As the title suggests, Ewin’s algorithm was directly inspired by a quantum algorithm for the same problem, which Kerenidis and Prakash (henceforth KP) gave in 2016, and whose claim to fame was that it, too, ran in polylog(m,n) time.  Prior to Ewin’s result, the KP algorithm was arguably the strongest candidate there was for an exponential quantum speedup for a real-world machine learning problem.  The new result thus, I think, significantly changes the landscape of quantum machine learning, by killing off one of its flagship applications.  (Note that whether KP gives a real exponential speedup was one of the main open problems mentioned in John Preskill’s survey on the applications of near-term quantum computers.)  At the same time, Ewin’s result yields a new algorithm that can be run on today’s computers, that could conceivably be useful to those who need to recommend products to customers, and that was only discovered by exploiting intuition that came from quantum computing. So I’d consider this both a defeat and a victory for quantum algorithms research.

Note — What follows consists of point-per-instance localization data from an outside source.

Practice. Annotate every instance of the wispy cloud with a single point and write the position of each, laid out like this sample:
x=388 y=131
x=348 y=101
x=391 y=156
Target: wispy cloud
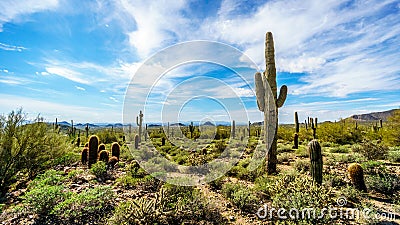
x=15 y=10
x=11 y=47
x=80 y=88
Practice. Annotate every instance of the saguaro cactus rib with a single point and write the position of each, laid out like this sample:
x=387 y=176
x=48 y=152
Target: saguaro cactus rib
x=262 y=83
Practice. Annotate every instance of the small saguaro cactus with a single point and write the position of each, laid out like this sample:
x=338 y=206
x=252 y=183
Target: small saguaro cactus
x=145 y=133
x=356 y=175
x=314 y=126
x=262 y=82
x=93 y=146
x=103 y=156
x=162 y=141
x=115 y=149
x=139 y=122
x=233 y=132
x=296 y=135
x=136 y=141
x=87 y=130
x=78 y=140
x=84 y=155
x=112 y=162
x=314 y=149
x=101 y=147
x=191 y=129
x=249 y=129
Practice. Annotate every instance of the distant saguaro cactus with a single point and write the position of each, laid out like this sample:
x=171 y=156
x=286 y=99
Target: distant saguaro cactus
x=262 y=82
x=356 y=175
x=296 y=135
x=314 y=149
x=115 y=149
x=93 y=146
x=139 y=122
x=87 y=130
x=233 y=132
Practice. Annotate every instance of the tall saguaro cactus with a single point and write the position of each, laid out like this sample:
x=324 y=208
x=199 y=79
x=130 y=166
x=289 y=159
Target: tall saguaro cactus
x=139 y=122
x=262 y=82
x=296 y=135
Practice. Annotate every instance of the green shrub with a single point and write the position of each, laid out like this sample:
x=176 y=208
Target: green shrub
x=171 y=205
x=42 y=199
x=296 y=191
x=99 y=169
x=44 y=192
x=374 y=167
x=302 y=166
x=27 y=148
x=333 y=180
x=394 y=156
x=87 y=206
x=240 y=195
x=284 y=157
x=372 y=150
x=339 y=149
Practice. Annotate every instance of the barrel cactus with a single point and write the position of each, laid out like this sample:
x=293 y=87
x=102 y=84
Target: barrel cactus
x=314 y=149
x=112 y=162
x=296 y=135
x=115 y=149
x=101 y=148
x=262 y=82
x=103 y=156
x=356 y=175
x=93 y=146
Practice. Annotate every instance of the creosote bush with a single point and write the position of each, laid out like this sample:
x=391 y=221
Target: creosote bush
x=372 y=150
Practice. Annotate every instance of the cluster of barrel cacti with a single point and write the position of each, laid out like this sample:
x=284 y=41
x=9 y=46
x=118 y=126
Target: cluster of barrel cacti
x=93 y=152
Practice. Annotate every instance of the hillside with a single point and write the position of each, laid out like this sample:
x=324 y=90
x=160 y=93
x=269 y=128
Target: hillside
x=375 y=115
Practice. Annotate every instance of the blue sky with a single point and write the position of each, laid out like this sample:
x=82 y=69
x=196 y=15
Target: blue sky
x=74 y=60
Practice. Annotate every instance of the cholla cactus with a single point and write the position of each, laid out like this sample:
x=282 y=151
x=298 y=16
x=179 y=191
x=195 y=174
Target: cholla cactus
x=139 y=122
x=296 y=135
x=314 y=149
x=93 y=146
x=262 y=82
x=101 y=148
x=115 y=149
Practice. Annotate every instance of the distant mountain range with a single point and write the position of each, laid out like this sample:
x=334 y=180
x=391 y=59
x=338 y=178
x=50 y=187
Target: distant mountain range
x=375 y=115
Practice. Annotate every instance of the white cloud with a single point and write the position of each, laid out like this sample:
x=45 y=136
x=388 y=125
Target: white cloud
x=14 y=10
x=68 y=74
x=80 y=88
x=11 y=47
x=157 y=23
x=50 y=110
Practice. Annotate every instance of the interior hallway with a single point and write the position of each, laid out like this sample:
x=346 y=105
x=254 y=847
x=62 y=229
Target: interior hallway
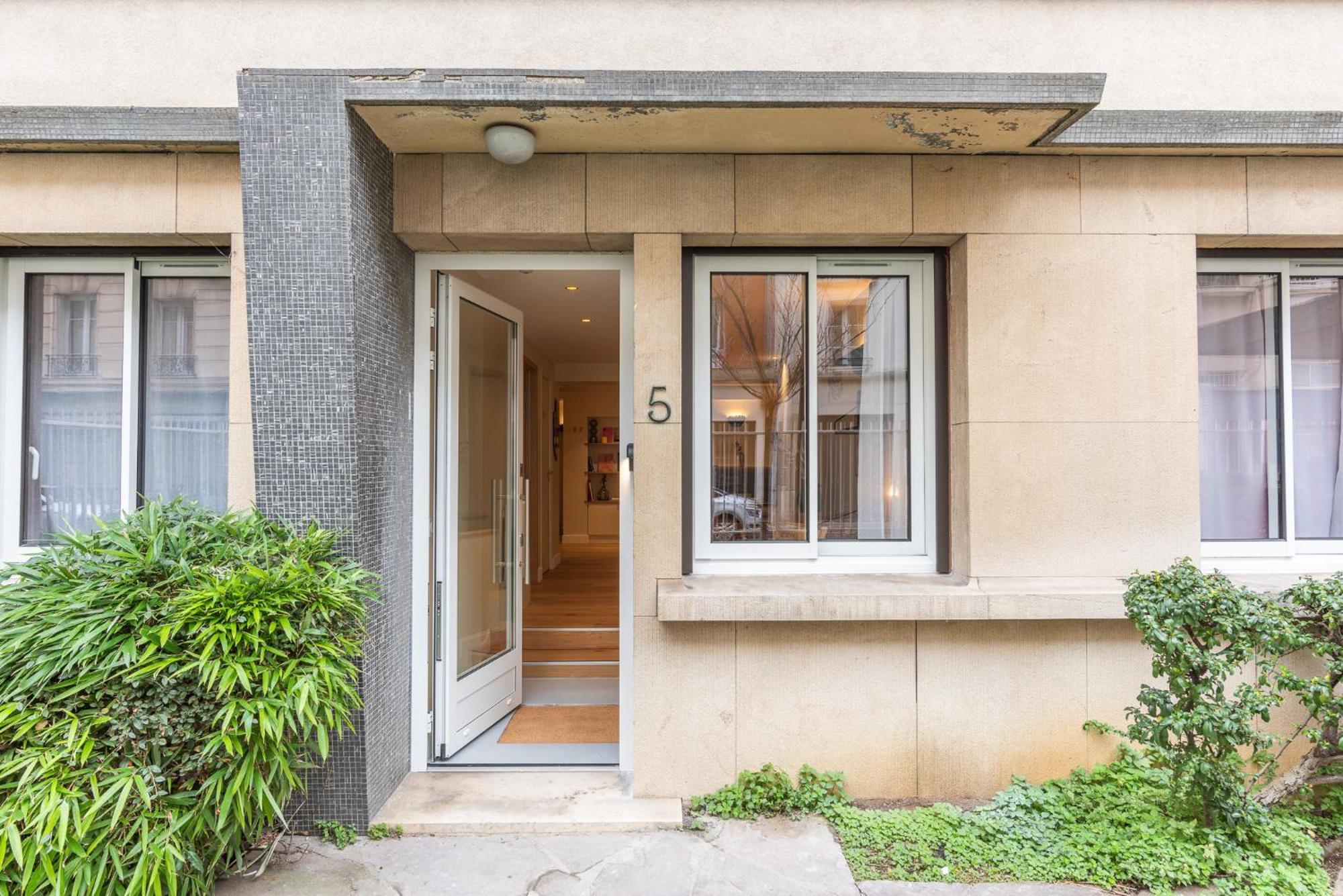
x=571 y=620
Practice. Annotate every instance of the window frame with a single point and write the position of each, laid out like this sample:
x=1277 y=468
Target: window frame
x=914 y=556
x=1286 y=554
x=14 y=358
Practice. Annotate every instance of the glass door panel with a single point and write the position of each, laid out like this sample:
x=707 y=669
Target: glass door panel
x=487 y=475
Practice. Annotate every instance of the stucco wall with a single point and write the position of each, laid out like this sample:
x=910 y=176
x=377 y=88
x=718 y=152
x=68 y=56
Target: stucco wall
x=1070 y=278
x=1160 y=54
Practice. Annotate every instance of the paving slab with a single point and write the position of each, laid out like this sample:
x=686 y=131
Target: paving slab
x=774 y=858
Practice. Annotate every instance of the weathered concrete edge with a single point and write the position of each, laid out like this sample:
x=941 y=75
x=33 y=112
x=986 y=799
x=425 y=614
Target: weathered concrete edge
x=847 y=599
x=852 y=599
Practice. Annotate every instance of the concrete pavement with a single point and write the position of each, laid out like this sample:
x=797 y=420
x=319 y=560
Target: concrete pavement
x=769 y=858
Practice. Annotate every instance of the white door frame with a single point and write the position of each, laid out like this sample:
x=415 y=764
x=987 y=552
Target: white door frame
x=472 y=693
x=428 y=264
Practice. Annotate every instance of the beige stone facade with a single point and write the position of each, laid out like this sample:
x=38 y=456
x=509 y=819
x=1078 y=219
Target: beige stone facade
x=1072 y=419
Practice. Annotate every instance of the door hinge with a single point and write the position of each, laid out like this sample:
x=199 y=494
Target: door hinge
x=438 y=621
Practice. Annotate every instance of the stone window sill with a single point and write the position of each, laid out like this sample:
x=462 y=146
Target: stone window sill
x=879 y=597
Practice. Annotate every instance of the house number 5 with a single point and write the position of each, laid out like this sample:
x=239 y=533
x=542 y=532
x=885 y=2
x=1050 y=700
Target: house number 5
x=659 y=409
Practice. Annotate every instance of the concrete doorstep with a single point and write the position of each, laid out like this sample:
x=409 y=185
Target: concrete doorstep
x=523 y=803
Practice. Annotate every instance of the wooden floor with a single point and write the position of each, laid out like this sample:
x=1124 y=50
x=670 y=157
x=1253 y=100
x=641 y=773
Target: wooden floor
x=571 y=623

This result was the outcome of Ewin’s undergraduate thesis project (!), which I supervised. A year and a half ago, Ewin took my intro quantum information class, whereupon it quickly became clear that I should offer this person an independent project.  So I gave Ewin the problem of proving a poly(m,n) lower bound on the number of queries that any classical randomized algorithm would need to make to the user preference data, in order to generate product recommendations for a given user, in exactly the same setting that KP had studied.  This seemed obvious to me: in their algorithm, KP made essential use of quantum phase estimation, the same primitive used in Shor’s factoring algorithm.  Without phase estimation, you seemed to be stuck doing linear algebra on the full m×n matrix, which of course would take poly(m,n) time.  But KP had left the problem open, I didn’t know how to solve it either, and nailing it down seemed like an obvious challenge, if we wanted to establish the reality of quantum speedups for at least one practical machine learning problem.  (For the difficulties in finding such speedups, see my essay for Nature Physics, much of which is still relevant even though it was written prior to KP.)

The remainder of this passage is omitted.